Rodriguez is certainly visible. A member of the Biden-Harris presidential transition team, he worked under both President Obama and President Trump on the Committee for Aviation Consumer Protection. He has garnered dozens of recognitions from California to Indianapolis to New Orleans. During his tenure, the Indianapolis airport has been recognized repeatedly by various organizations as the nation’s best. “These awards are meaningful to me and my colleagues because they say ‘Hey, we thank you for the job you’re doing.’”

Most recently, the airport received the first-ever Envision Platinum Award from the Institute for Sustainable Infrastructure for an airfield project that features the first federally approved use of a carbon capture technology. The 22-in. top concrete layer will contain the waste carbon, with an effect equivalent to planting 1.2 million trees.

Rodriguez’s Midas touch with airports extends back to his stint at the New Orleans airport, where he proposed the plan to add 9 ft to the surrounding levees—a project that completed just before Hurricane Katrina struck, and consequently made the airport a key evacuation and aid epicenter.

 

Community-focused

“Mario has an unwavering focus on innovation as a means to enhance sustainability and the customer experience,” says J.J. Morton, principal with Kimley-Horn, a design and planning firm. “He inspires his staff to innovate in every way imaginable throughout the Indianapolis Airport Authority’s system of airports.”

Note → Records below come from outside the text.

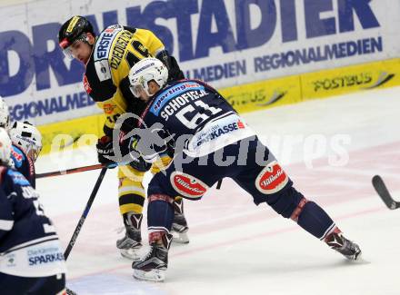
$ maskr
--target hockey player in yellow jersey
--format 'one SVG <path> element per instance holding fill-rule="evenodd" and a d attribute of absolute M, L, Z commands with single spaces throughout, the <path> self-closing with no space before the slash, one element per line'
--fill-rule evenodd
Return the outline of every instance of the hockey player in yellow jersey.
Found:
<path fill-rule="evenodd" d="M 140 114 L 145 104 L 135 97 L 130 90 L 129 70 L 143 58 L 154 56 L 169 69 L 170 80 L 185 78 L 176 60 L 168 54 L 163 43 L 151 31 L 114 25 L 95 35 L 90 22 L 79 15 L 66 21 L 58 33 L 59 45 L 65 55 L 85 64 L 84 86 L 87 93 L 103 109 L 105 115 L 105 136 L 97 143 L 100 162 L 115 165 L 113 129 L 118 117 L 126 113 Z M 135 126 L 135 119 L 125 120 L 120 128 L 124 138 Z M 119 142 L 121 152 L 126 151 L 129 139 Z M 153 165 L 152 172 L 166 166 L 171 159 L 161 157 L 162 163 Z M 125 235 L 116 241 L 117 248 L 125 257 L 137 260 L 137 249 L 142 245 L 141 222 L 145 192 L 142 184 L 144 174 L 150 166 L 143 159 L 135 159 L 129 164 L 118 166 L 119 209 L 125 226 Z M 175 202 L 173 231 L 175 241 L 188 242 L 187 223 L 183 212 L 183 201 Z"/>

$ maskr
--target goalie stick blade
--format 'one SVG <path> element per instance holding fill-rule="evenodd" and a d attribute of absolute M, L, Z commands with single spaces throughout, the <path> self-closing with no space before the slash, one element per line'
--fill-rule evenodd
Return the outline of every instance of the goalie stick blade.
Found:
<path fill-rule="evenodd" d="M 400 202 L 395 202 L 395 200 L 393 200 L 392 196 L 389 193 L 389 191 L 386 188 L 386 185 L 385 185 L 384 181 L 379 175 L 375 175 L 373 177 L 372 184 L 374 185 L 374 188 L 375 189 L 378 195 L 381 197 L 382 201 L 384 201 L 387 208 L 391 210 L 400 208 Z"/>

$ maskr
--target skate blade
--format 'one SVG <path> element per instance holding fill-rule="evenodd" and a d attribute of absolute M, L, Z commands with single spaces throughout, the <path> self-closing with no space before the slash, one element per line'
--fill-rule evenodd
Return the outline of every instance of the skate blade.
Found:
<path fill-rule="evenodd" d="M 187 244 L 189 243 L 189 237 L 186 232 L 177 232 L 172 231 L 173 235 L 172 241 L 176 242 L 178 244 Z"/>
<path fill-rule="evenodd" d="M 130 261 L 137 261 L 142 257 L 138 251 L 138 249 L 120 249 L 121 256 L 127 258 Z"/>
<path fill-rule="evenodd" d="M 149 271 L 134 270 L 134 278 L 141 280 L 164 281 L 165 280 L 165 271 L 163 270 L 152 270 Z"/>

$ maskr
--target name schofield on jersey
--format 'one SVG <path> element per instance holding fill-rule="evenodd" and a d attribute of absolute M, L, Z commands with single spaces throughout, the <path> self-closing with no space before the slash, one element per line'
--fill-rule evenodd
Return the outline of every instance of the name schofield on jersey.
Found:
<path fill-rule="evenodd" d="M 164 120 L 168 121 L 169 117 L 183 106 L 185 106 L 186 104 L 190 103 L 190 102 L 195 101 L 207 94 L 208 93 L 205 90 L 192 90 L 185 93 L 173 98 L 169 103 L 167 103 L 163 111 L 160 113 L 160 115 Z"/>

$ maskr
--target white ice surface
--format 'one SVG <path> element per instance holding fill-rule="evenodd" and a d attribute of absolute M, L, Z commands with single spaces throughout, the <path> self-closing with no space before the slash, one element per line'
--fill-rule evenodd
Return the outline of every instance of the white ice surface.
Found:
<path fill-rule="evenodd" d="M 283 106 L 245 118 L 295 186 L 360 244 L 363 263 L 345 261 L 266 205 L 255 206 L 250 196 L 225 180 L 222 190 L 213 188 L 200 202 L 185 202 L 191 241 L 171 248 L 166 280 L 137 281 L 131 262 L 115 246 L 122 220 L 112 170 L 68 258 L 67 286 L 80 295 L 400 294 L 400 210 L 386 209 L 371 185 L 372 176 L 381 174 L 400 200 L 400 88 Z M 43 156 L 36 170 L 95 162 L 92 147 L 66 158 Z M 37 181 L 42 203 L 64 245 L 98 174 Z"/>

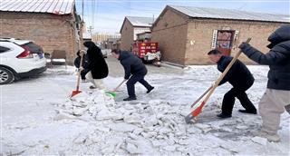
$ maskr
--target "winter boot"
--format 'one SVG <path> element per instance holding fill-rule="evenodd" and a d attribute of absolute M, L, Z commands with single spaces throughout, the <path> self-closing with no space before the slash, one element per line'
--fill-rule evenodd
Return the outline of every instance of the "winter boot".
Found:
<path fill-rule="evenodd" d="M 244 112 L 244 113 L 253 113 L 253 114 L 256 114 L 256 111 L 249 111 L 249 110 L 238 110 L 238 112 Z"/>
<path fill-rule="evenodd" d="M 288 113 L 290 113 L 290 104 L 285 106 L 285 109 L 286 110 L 286 112 L 287 112 Z"/>
<path fill-rule="evenodd" d="M 218 114 L 217 116 L 218 116 L 218 118 L 222 118 L 222 119 L 232 117 L 231 114 L 226 114 L 226 113 L 223 113 L 223 112 Z"/>
<path fill-rule="evenodd" d="M 137 100 L 137 98 L 136 97 L 128 97 L 128 98 L 123 99 L 123 101 L 132 101 L 132 100 Z"/>
<path fill-rule="evenodd" d="M 97 87 L 95 87 L 95 86 L 93 86 L 93 85 L 91 85 L 91 86 L 90 86 L 90 89 L 91 89 L 91 90 L 93 90 L 93 89 L 96 89 L 96 88 L 97 88 Z"/>
<path fill-rule="evenodd" d="M 147 93 L 150 93 L 152 90 L 154 89 L 154 87 L 150 87 L 149 90 L 147 90 Z"/>
<path fill-rule="evenodd" d="M 265 131 L 259 131 L 258 132 L 258 136 L 266 138 L 268 141 L 273 141 L 273 142 L 278 142 L 280 141 L 280 136 L 278 134 L 275 133 L 269 133 Z"/>

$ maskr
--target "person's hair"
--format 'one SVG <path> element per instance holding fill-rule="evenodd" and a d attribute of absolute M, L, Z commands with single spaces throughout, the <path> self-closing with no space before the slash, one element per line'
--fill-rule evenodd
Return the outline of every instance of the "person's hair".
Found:
<path fill-rule="evenodd" d="M 114 54 L 120 54 L 120 52 L 121 52 L 121 50 L 119 50 L 119 49 L 113 49 L 113 50 L 111 50 L 111 53 L 114 53 Z"/>
<path fill-rule="evenodd" d="M 221 52 L 217 49 L 214 49 L 214 50 L 211 50 L 208 53 L 208 55 L 209 55 L 209 54 L 221 54 Z"/>

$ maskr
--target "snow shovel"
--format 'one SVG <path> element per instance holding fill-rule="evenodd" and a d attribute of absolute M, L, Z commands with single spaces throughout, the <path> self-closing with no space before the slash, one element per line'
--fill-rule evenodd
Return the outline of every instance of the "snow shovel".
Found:
<path fill-rule="evenodd" d="M 111 91 L 111 92 L 107 92 L 106 93 L 111 94 L 113 97 L 116 97 L 116 92 L 117 90 L 121 86 L 121 84 L 123 84 L 127 80 L 124 79 L 114 90 Z"/>
<path fill-rule="evenodd" d="M 251 38 L 248 38 L 246 43 L 249 43 L 251 40 Z M 197 116 L 199 115 L 199 113 L 202 111 L 202 108 L 206 105 L 208 100 L 209 99 L 210 95 L 214 93 L 215 89 L 218 86 L 219 83 L 223 80 L 223 78 L 225 77 L 225 75 L 227 73 L 227 72 L 229 71 L 229 69 L 232 67 L 232 65 L 234 64 L 234 63 L 237 61 L 237 59 L 238 58 L 238 56 L 241 54 L 242 51 L 239 50 L 237 54 L 235 55 L 235 57 L 232 59 L 232 61 L 229 63 L 229 64 L 227 66 L 227 68 L 225 69 L 225 71 L 222 73 L 222 74 L 218 77 L 218 79 L 215 82 L 214 85 L 212 86 L 212 89 L 209 91 L 209 93 L 207 94 L 206 98 L 202 101 L 201 104 L 196 108 L 195 110 L 193 110 L 188 116 L 185 117 L 185 122 L 186 123 L 190 123 L 192 122 L 191 120 L 196 118 Z"/>
<path fill-rule="evenodd" d="M 84 50 L 81 50 L 80 54 L 81 54 L 81 63 L 80 63 L 80 68 L 82 66 L 82 59 L 83 59 L 83 54 L 85 53 Z M 81 79 L 81 72 L 80 69 L 78 70 L 78 78 L 77 78 L 77 83 L 76 83 L 76 90 L 72 91 L 72 97 L 82 93 L 80 91 L 80 79 Z"/>
<path fill-rule="evenodd" d="M 202 95 L 200 95 L 200 97 L 197 101 L 195 101 L 190 107 L 192 108 L 193 106 L 195 106 L 200 101 L 200 99 L 203 98 L 211 90 L 211 88 L 212 85 L 205 93 L 203 93 Z"/>

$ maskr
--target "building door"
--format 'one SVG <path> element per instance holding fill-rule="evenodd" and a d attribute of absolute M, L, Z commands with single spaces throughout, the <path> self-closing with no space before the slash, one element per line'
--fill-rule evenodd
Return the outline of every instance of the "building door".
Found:
<path fill-rule="evenodd" d="M 218 30 L 216 47 L 224 55 L 230 55 L 235 31 Z"/>

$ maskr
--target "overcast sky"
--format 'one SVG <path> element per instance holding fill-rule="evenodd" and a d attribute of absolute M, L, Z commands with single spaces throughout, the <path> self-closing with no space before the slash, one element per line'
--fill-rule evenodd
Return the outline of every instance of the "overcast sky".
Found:
<path fill-rule="evenodd" d="M 82 0 L 75 1 L 82 15 Z M 289 0 L 83 0 L 83 19 L 93 33 L 119 33 L 125 16 L 157 18 L 167 5 L 290 15 Z"/>

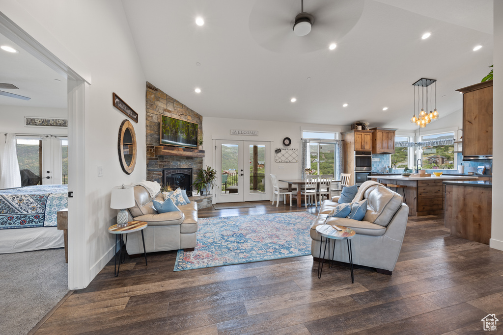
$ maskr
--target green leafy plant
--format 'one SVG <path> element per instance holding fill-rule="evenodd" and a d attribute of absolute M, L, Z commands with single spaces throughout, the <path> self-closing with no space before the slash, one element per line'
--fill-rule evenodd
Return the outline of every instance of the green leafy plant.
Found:
<path fill-rule="evenodd" d="M 201 194 L 203 190 L 206 190 L 207 194 L 209 188 L 211 187 L 209 189 L 213 189 L 214 186 L 218 187 L 215 182 L 216 180 L 217 172 L 213 168 L 206 165 L 206 169 L 202 169 L 197 173 L 196 181 L 192 185 L 197 189 L 199 194 Z"/>
<path fill-rule="evenodd" d="M 489 67 L 492 67 L 493 66 L 494 66 L 494 64 L 491 65 L 490 66 L 489 66 Z M 487 74 L 487 75 L 485 76 L 485 77 L 482 78 L 482 81 L 481 81 L 481 82 L 484 82 L 484 81 L 487 81 L 488 80 L 492 80 L 492 70 L 491 70 L 491 72 L 489 72 L 489 74 Z"/>

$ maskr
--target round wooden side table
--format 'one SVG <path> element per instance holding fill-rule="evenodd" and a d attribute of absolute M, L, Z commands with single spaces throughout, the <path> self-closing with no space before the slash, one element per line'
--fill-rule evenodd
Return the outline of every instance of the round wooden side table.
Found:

One of Rodriguez’s assets is his ability to understand the local context and cater to it. During his stint at the Long Beach, Calif. airport, “we built an unapologetically Long Beach terminal—17-foot fire pit, wine bar, fish tacos. We battled to make things not the same.”

Moving to the Midwest, he adapted to what Indianapolis locals wanted from the airport. “I just listen to what they need and come up with a way to give it to them.”

Another point of pride is that “over fifty percent of my executive staff is female,” he adds. “They had to be twice as good [as men] to get to where they are. We have a moral imperative to diversity and equity. It’s also a business necessity. We’re all summations of our experiences. If you get a bunch of people who look exactly the same with the same experiences, then you’ll get the same answer all the time.”

“Mario’s leadership extends beyond the airports to the broader Indianapolis community, the state of Indiana and the aviation industry as a whole,” says Morton. “He is passionate about building a strong community of airport employees, consultants and contractors.”

“Seeing” and recognizing engineers will be ever more important, asserts Rodriguez. “We’re going to live in a more engineered world. We make the organizations that we serve—we make them either good or not so good. I just want to make people’s lives better. I hope that we’re better than the institutions we serve, because that makes the institutions better.”